Rappelez-vous votre cours de seconde sur « comment s’organise la vie politique ? », (c’est loin) et votre cours de terminale sur « l’engagement politique » (si on l’a déjà fait)… Il y a une diversité d’acteurs dans le monde politique (acteur = celui qui agit) et bien évidemment, dans le monde de la politique environnementale, c’est la même chose.
Je vous propose donc qu’on dresse un panorama de ces acteurs
avec leurs rôles et les limites de leur action...
Les pouvoirs publics.
Le rôle est bien évidemment de mettre en place des politiques de protection de l’environnement, de contrôler la mise en œuvre de ces politiques, mais aussi d’alerter ou de sensibiliser les citoyens, voire de les éduquer (l’éducation nationale).
La limite de l’action est multiple : faible budget dédié à
l’environnement (2,5% du budget de l’Etat soit 40 milliards à peu près),
contrainte liée à l’opinion publique (les mesures environnementales sont
souvent mal reçues), etc.
Les entreprises.
Les entreprises ont une grosse part de
responsabilité dans la pollution et le réchauffement climatique mais elles
peuvent aussi être des acteurs du progrès environnemental lorsqu’elles adoptent
des technologies propres (recyclage, économie d’énergie, etc.)
Par contre, elles font souvent de leur écoresponsabilité des
arguments marketing (pourquoi pas ?) jusqu’au « green washing » (mise en valeur
d’un comportement écoresponsable de manière exagérée ou mensongère). Enfin,
beaucoup d’entreprises s’associent pour faire du lobbying anti-écologique
auprès des pouvoirs publics (on reviendra là-dessus).
Les Organisations Non-Gouvernementales (ONG) environnementales.
Je reprends wikipedia : « Une organisation non
gouvernementale (ONG) est une association à but non lucratif, d'intérêt public,
qui ne relève ni de l'État, ni d'institutions internationales » et pour les
juristes « Une ONG est une personne morale2 qui, bien que n'étant pas un
gouvernement, intervient dans le champ national ou international. » Dit autrement
: c’est une grosse association souvent internationale qui a pour fonction
d’alerter ou sensibiliser l’opinion publique à un problème environnemental
(pour ce qui nous intéresse).
Mais attention, il y a une autre forme d’ONG : les lobbies
(pluriel de lobby). C’est-à-dire des associations d’entreprises (surtout) dont
le but est rarement d’agir positivement sur l’environnement (ça arrive quand
même) mais surtout d’agir dans les intérêts des secteurs qu’ils représentent
(le pétrole, le plastique, etc). Ces ONG/lobbies cherchent beaucoup moins la
médiatisation de leur action.
Les experts et chercheurs.
Ils appartiennent souvent à des
laboratoires ou centres de recherches plus ou moins indépendants. Ils «
produisent » une expertise sur les problèmes environnementaux normalement
neutre et objective, dégagée des intérêts financiers et politiques.
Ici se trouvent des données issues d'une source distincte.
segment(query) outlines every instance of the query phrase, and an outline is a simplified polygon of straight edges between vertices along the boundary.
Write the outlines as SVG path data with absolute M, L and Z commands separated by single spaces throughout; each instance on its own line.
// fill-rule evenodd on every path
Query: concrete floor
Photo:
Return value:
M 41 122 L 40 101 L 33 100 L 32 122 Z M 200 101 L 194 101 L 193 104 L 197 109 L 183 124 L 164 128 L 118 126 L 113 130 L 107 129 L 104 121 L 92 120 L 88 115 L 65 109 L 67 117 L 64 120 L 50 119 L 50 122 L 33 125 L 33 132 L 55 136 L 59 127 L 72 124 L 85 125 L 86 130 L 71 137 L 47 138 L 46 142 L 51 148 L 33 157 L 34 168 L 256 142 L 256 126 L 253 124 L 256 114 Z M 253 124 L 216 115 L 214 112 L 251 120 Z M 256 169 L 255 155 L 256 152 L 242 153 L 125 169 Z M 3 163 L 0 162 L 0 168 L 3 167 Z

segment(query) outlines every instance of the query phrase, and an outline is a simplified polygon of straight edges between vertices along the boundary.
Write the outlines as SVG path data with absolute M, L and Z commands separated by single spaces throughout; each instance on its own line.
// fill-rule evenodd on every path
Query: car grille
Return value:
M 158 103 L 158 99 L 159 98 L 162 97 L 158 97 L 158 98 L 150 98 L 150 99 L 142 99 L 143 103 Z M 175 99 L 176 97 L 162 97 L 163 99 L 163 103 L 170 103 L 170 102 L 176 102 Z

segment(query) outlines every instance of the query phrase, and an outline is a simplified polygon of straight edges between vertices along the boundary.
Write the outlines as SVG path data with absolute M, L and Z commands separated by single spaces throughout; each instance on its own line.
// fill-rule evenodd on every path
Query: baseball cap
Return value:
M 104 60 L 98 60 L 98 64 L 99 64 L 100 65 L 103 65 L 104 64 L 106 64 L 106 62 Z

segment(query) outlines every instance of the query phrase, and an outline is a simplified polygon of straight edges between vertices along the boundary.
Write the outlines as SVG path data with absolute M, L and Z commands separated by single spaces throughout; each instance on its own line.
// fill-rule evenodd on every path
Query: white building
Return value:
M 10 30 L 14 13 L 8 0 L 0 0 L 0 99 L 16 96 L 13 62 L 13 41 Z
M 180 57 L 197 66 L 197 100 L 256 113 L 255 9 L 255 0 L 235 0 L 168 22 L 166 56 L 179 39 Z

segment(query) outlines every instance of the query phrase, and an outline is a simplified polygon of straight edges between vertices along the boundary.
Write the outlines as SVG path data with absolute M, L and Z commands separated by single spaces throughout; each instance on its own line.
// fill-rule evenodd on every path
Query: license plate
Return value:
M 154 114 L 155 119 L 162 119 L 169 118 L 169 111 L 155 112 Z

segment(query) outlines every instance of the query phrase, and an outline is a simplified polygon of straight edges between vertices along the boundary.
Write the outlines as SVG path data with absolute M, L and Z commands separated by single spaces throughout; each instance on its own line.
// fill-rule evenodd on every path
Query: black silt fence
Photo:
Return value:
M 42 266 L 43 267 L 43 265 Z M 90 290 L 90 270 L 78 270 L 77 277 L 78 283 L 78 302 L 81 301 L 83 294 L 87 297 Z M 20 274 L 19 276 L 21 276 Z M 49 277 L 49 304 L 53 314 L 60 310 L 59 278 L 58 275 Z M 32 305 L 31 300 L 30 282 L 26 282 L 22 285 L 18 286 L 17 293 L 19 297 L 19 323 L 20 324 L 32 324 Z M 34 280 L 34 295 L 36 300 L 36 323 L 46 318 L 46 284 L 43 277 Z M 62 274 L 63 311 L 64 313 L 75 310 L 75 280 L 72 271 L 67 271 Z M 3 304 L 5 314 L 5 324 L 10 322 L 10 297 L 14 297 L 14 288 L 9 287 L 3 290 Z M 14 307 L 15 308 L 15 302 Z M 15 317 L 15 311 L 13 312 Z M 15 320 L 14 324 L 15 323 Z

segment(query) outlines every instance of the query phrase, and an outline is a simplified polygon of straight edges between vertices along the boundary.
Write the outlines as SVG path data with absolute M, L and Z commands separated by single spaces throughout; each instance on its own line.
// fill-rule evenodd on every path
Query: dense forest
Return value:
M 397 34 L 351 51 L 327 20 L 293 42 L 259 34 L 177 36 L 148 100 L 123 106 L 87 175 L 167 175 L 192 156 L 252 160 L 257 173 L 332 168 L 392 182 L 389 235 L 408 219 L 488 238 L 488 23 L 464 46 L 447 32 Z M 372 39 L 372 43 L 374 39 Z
Ils
permettent notamment de mieux évaluer les risques.
Mais leur pouvoir est très faible donc leurs expertises
peuvent être soit sous-utilisées soit utilisées à des fins plus politiques et
stratégiques: les politiciens s’en servent pour légitimer une action
environnementale, parfois en « travestissant » les conclusions ou en les
sur-appuyant.
Les mouvements citoyens.
Moins formels et souvent plus
éphémères que les ONG, les mouvements citoyens cherchent à s’opposer
ponctuellement à des projets, à sauvegarder des sites naturels.
Cela passe par des manifestations plus ou moins légales, par
des mobilisations de personnalités médiatiques, par des pétitions pour
sensibiliser l’opinion publique, etc.
Mais comme pour les ONG, il y a une trop grande dépendance
aux médias qui force la mise en place d’actions « coup de poing » qui
décrédibilisent parfois les messages. Et d’autre part, ce sont des actions
ponctuelles donc trop éphémères… Alors que l’action environnementale doit être
une action de long terme pour changer les mentalités.
Les partis politiques.
Le site vie-publique.fr nous dit à
propos des partis politiques: « Ils sont les intermédiaires entre le peuple et
le gouvernement. Le parti élabore un programme présentant ses propositions qui,
s’il remporte les élections, seront reprises dans le projet du gouvernement.
Les partis de l’opposition peuvent proposer des solutions alternatives à la
politique de la majorité en place […] ».
Les partis sont donc forces de propositions
environnementales pour ce qui nous intéresse.
Mais le même site ajoute ce qui est leur limite principale:
« Cependant, on note depuis quelques années une certaine désillusion des
citoyens envers les partis, qu’ils ne considèrent plus forcément comme leurs
meilleurs représentants et intermédiaires. ».
Et en bout de chaine, ou au
début, il y a les habitants ou humains… Vous et moi... Sais pas comment dire.